Rientrando in convento passando dalla portineria avverto un certo odore insolito. Mi guardo attorno e sento delle voci provenire da una stanzetta: oso affacciarmi e vedo fra Gigi che sta medicando la caviglia piagata di uno dei nostri beneficiari che avevo già visto in Mensa. Colgo il sorriso sorpreso del frate, l’imbarazzo del signore, mi scuso per l’intrusione, saluto e vado per la mia strada.

Mi rimane nelle narici quell’odore pungente.

“Fra Gigi, chi era quel signore?”. “È Arturo, viene da noi a mangiare e ha una brutta flebite”. “Ma perché non gli dici di andare al nostro Poliambulatorio?”. “Glielo ripeto ogni giorno, ma intanto che si decide ad andare lo medico io…”.

“Ecco perché qualche giorno fa ho visto fermarsi a lungo in portineria con te il nostro medico di famiglia: glielo hai fatto visitare?”. Fra Gigi sorride come l’avessi scoperto.

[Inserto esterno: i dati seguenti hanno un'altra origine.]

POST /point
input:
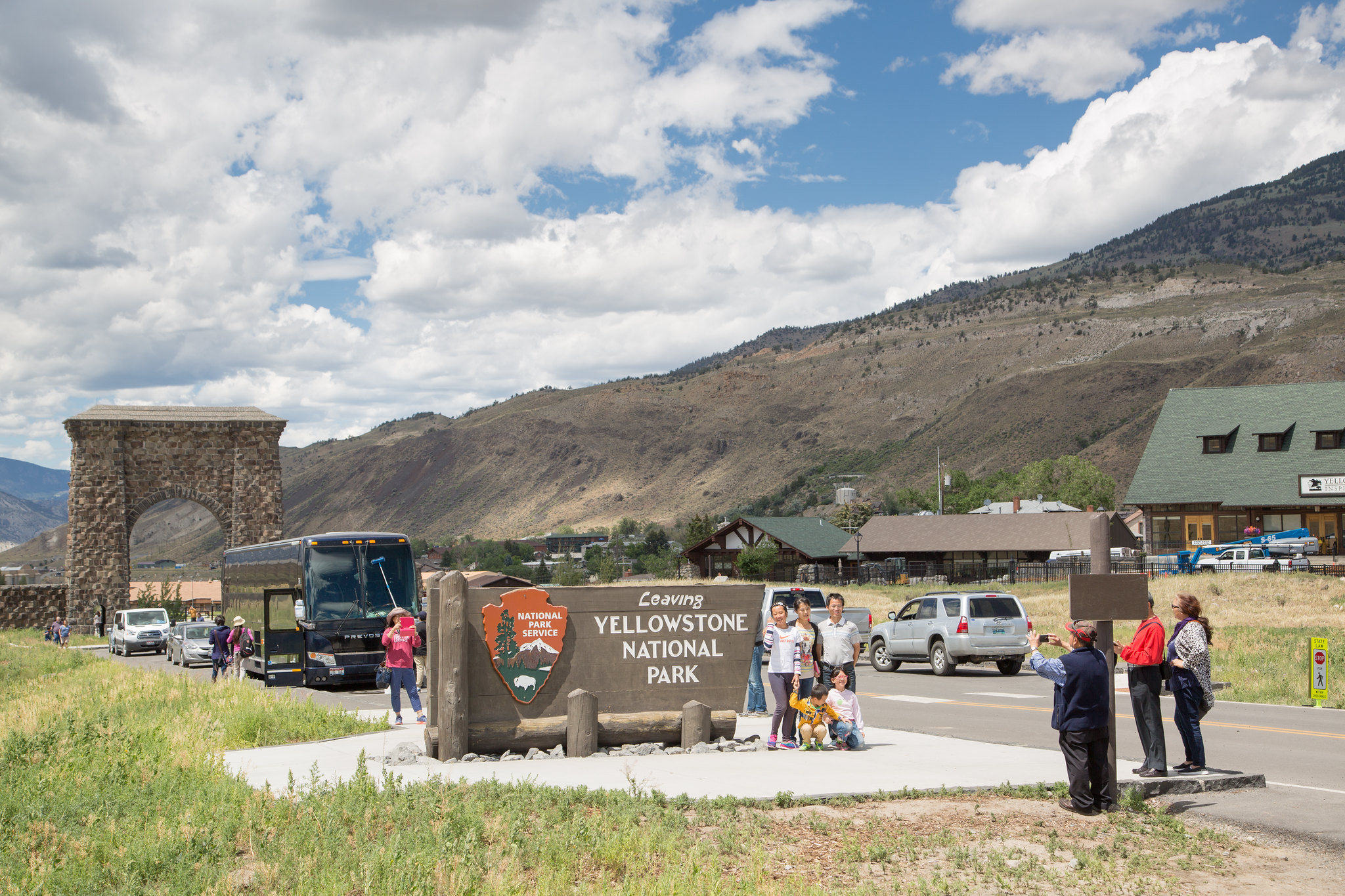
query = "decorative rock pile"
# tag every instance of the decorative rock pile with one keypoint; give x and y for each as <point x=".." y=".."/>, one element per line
<point x="409" y="754"/>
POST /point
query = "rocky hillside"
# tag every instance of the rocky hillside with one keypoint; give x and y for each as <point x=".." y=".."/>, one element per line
<point x="1072" y="358"/>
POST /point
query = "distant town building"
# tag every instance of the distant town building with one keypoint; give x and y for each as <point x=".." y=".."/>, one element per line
<point x="1225" y="459"/>
<point x="1026" y="505"/>
<point x="801" y="539"/>
<point x="992" y="540"/>
<point x="569" y="543"/>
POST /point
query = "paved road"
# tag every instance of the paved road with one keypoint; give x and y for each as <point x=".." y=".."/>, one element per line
<point x="1298" y="748"/>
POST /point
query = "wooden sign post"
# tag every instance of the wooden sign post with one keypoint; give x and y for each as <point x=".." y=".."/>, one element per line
<point x="1101" y="598"/>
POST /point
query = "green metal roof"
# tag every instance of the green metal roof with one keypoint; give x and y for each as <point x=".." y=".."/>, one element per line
<point x="811" y="536"/>
<point x="1173" y="469"/>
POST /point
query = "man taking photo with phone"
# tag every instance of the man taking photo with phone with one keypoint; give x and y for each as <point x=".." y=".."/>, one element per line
<point x="1080" y="714"/>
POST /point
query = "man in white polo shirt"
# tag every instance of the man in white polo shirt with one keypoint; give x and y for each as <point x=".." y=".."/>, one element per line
<point x="839" y="641"/>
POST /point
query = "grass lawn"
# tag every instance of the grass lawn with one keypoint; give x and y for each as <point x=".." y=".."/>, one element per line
<point x="110" y="784"/>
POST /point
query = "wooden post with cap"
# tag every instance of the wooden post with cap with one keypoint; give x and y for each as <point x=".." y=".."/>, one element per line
<point x="1099" y="554"/>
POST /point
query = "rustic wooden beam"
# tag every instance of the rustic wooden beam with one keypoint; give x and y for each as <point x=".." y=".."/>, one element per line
<point x="432" y="613"/>
<point x="613" y="730"/>
<point x="581" y="725"/>
<point x="695" y="725"/>
<point x="451" y="687"/>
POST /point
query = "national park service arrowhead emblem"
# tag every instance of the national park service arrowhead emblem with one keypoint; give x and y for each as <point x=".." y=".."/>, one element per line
<point x="525" y="634"/>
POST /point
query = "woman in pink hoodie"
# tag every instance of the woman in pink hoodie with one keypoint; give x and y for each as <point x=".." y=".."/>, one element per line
<point x="400" y="643"/>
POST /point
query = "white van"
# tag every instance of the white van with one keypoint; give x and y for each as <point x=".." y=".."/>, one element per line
<point x="136" y="630"/>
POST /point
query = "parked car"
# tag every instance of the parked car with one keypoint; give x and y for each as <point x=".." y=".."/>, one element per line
<point x="861" y="617"/>
<point x="188" y="643"/>
<point x="1251" y="561"/>
<point x="951" y="628"/>
<point x="139" y="630"/>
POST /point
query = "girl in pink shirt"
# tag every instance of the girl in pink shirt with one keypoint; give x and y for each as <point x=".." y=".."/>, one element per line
<point x="400" y="643"/>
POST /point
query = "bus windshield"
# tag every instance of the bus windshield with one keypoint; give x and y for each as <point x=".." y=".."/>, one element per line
<point x="389" y="580"/>
<point x="332" y="587"/>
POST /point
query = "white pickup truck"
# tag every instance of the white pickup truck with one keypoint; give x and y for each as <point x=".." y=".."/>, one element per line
<point x="1251" y="561"/>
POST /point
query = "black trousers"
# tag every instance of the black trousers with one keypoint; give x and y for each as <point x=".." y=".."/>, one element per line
<point x="1146" y="684"/>
<point x="1086" y="763"/>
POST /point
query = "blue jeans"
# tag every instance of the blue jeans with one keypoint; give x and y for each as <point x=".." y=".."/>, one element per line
<point x="847" y="733"/>
<point x="1187" y="717"/>
<point x="757" y="691"/>
<point x="404" y="679"/>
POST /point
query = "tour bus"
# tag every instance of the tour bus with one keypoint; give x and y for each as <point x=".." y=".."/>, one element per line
<point x="317" y="605"/>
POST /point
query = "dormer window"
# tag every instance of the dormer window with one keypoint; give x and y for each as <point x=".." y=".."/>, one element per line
<point x="1270" y="442"/>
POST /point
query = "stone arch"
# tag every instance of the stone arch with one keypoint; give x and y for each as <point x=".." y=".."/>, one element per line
<point x="125" y="459"/>
<point x="219" y="512"/>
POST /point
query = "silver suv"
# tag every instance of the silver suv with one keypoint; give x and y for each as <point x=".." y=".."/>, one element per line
<point x="951" y="628"/>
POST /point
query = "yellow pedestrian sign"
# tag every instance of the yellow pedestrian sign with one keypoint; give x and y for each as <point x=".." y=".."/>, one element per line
<point x="1319" y="681"/>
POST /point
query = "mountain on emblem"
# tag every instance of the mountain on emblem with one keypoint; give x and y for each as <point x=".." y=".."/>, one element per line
<point x="525" y="634"/>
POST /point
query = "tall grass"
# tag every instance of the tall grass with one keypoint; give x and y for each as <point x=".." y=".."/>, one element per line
<point x="110" y="784"/>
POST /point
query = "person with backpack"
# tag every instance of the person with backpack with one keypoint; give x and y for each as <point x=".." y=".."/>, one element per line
<point x="400" y="641"/>
<point x="242" y="641"/>
<point x="218" y="649"/>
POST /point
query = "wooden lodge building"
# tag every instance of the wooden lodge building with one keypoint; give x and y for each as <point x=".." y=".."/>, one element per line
<point x="1222" y="459"/>
<point x="802" y="540"/>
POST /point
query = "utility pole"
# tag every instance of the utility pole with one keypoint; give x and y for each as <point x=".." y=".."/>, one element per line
<point x="938" y="467"/>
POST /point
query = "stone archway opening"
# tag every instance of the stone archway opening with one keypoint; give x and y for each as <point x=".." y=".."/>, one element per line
<point x="125" y="461"/>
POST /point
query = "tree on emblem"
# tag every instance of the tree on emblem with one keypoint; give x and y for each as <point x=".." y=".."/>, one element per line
<point x="506" y="647"/>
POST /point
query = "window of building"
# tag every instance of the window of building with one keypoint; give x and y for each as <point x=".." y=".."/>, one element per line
<point x="1231" y="526"/>
<point x="1270" y="441"/>
<point x="1168" y="535"/>
<point x="1199" y="531"/>
<point x="1282" y="522"/>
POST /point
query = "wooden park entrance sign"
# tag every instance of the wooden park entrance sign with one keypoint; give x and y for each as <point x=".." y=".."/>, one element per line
<point x="586" y="667"/>
<point x="1103" y="597"/>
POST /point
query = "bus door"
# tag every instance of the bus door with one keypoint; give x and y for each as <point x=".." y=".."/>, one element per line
<point x="283" y="641"/>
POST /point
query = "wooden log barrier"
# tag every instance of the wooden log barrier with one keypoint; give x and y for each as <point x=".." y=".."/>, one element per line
<point x="581" y="725"/>
<point x="451" y="681"/>
<point x="695" y="725"/>
<point x="613" y="730"/>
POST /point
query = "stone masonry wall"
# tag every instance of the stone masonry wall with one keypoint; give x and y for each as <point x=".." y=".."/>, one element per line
<point x="32" y="606"/>
<point x="121" y="468"/>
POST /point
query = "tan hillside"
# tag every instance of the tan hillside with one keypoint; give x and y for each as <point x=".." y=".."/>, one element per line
<point x="994" y="381"/>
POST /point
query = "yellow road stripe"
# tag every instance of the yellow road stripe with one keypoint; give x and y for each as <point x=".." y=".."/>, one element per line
<point x="1122" y="715"/>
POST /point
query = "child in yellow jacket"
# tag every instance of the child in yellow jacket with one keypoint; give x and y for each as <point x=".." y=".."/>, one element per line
<point x="813" y="716"/>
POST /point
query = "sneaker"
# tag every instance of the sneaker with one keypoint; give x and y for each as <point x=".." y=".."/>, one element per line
<point x="1069" y="805"/>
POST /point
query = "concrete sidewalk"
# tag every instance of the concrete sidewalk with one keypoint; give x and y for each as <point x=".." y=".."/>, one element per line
<point x="893" y="761"/>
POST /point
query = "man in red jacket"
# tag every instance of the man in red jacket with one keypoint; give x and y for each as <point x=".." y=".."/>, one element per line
<point x="1145" y="656"/>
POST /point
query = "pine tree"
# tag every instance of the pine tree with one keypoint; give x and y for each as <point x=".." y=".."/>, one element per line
<point x="506" y="647"/>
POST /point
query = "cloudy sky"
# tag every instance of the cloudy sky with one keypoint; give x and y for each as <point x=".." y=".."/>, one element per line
<point x="346" y="213"/>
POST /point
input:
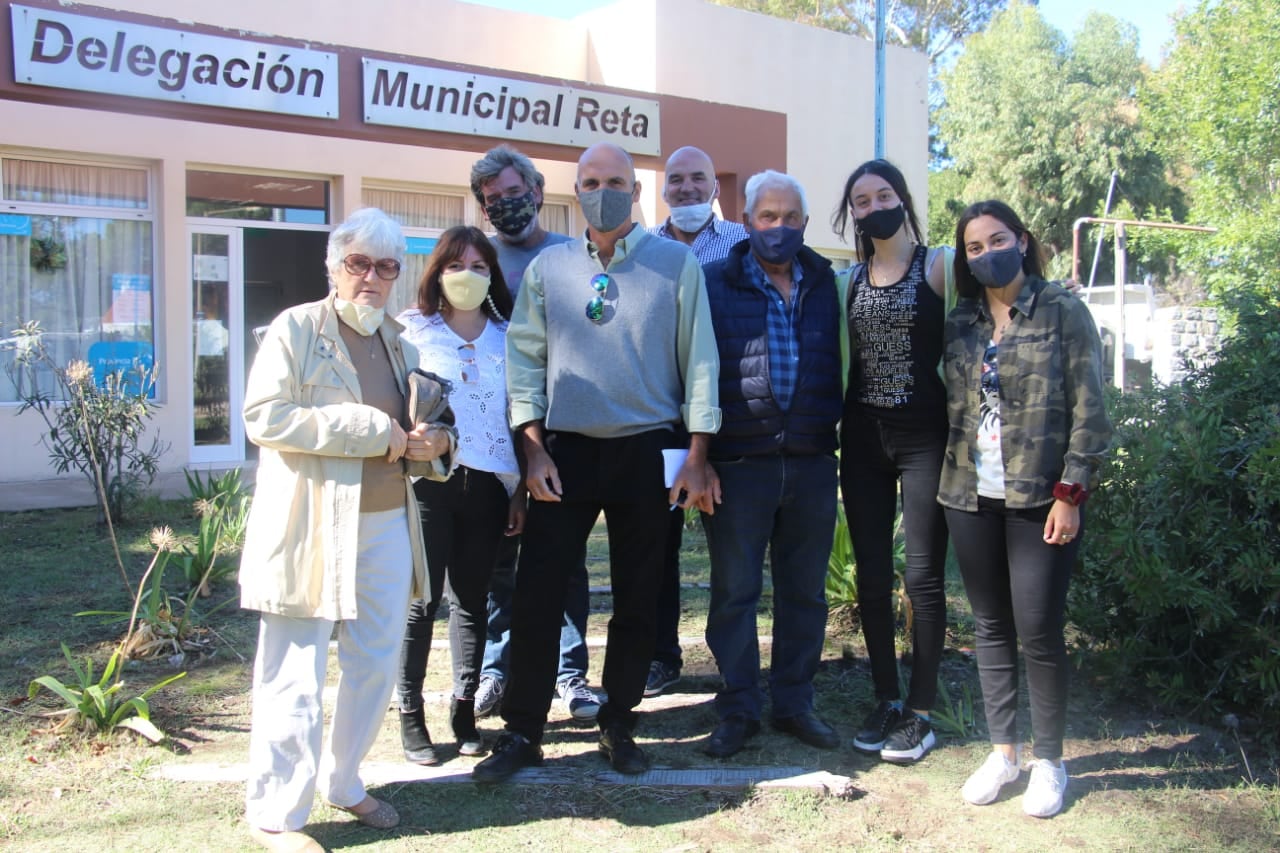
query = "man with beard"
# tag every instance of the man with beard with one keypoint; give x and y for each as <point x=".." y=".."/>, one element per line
<point x="510" y="190"/>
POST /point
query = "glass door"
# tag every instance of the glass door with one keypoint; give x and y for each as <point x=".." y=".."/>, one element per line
<point x="216" y="343"/>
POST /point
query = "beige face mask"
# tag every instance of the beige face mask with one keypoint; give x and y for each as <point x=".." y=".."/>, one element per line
<point x="465" y="288"/>
<point x="362" y="318"/>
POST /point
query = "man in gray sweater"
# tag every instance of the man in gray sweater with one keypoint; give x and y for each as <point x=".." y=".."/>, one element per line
<point x="609" y="347"/>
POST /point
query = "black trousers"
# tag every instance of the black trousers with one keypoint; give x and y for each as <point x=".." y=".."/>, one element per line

“Ma dove vive l’Arturo?”. “È in strada e dorme in Piazza 24 Maggio”. “E tu come lo sai?”. “Gliel’ho chiesto, perché con le caviglie che ha non dovrebbe rischiare di infettarsi ed è importante che dorma al pulito. Ho voluto controllare se mi raccontava balle e gli ho detto di farmi vedere dove stava di notte: allora lui mi ha invitato a casa sua”. “Ma non dorme in strada?”. “Appunto, una sera mi ha accompagnato ‘a casa sua’: mi ha portato sotto il suo portico, davanti all’ingresso di una banca. Nascosta dietro una rientranza ha tirato fuori casa sua: una branda, un sacco a pelo, un piumino e un po’ di cose per la notte…”. “Ma le lascia lì anche durante il giorno?”. “Sì, quelli della Banca e anche diverse persone che abitano vicino ormai lo conoscono: non toccano le sue cose, lo salutano per nome, gli fanno anche un’offerta. Quelli del supermercato vicino, da quando ha smesso di bere, gli fanno lo sconto o gli regalano qualche confezione di alimentari aperta. Alla mattina lui si sveglia prima delle sette, raccoglie tutte le sue cose, ripiega la branda, la ricovera nella sua rientranza, lascia tutto pulito, sale sul tram e incomincia il suo pellegrinaggio in città. Verso mezzogiorno viene a mangiare alla nostra Mensa Concordia e spesso passa qui da me”.

“Almeno ha smesso di bere!”. “La sua flebite devastante è un regalo di quel maledetto alcol. Si stava bruciando la vita, ma a un certo punto l’ha capita e ha smesso. È come se avesse ritrovato un motivo per vivere!”. 

“Certo che però non fa una bella vita, e poi avrà quasi settant’anni: che futuro ha davanti?”. “Ho provato a dirglielo, per spingerlo a chiedere un colloquio con i volontari dell’Accoglienza di OSF e provare a costruire insieme un progetto di riscatto, di uscita dalla strada. Sai cosa mi ha risposto?”. 

Fra Gigi mi fissa con due occhi tra lo stupito e il divertito: “Mi ha detto con un’aria serena: ‘Guarda che non è impossibile vivere così!’”. 

A tutti e due è scappata una piccola risata: ma come si fa a rispondere in quel modo?

L’Arturo non dà fastidio a nessuno, non importuna, non ruba, non si ubriaca più. Adesso ha preso l’abitudine di venire in OSF a farsi la doccia. Non puzza più così tanto. Incontrarlo per strada o in Mensa per me è come una provocazione. 

Io gli chiedo: ma come fai a vivere così? 

E mi sembra che lui chieda a me: e tu come fai a vivere così? Sei sicuro che il tuo modo di vivere non faccia più danni del mio?
Una domanda come questa farebbe sicuramente arrabbiare molta gente per bene, ma lo sguardo dell’Arturo mi scava dentro.

Cosa possiamo imparare dalla gente che vive in strada?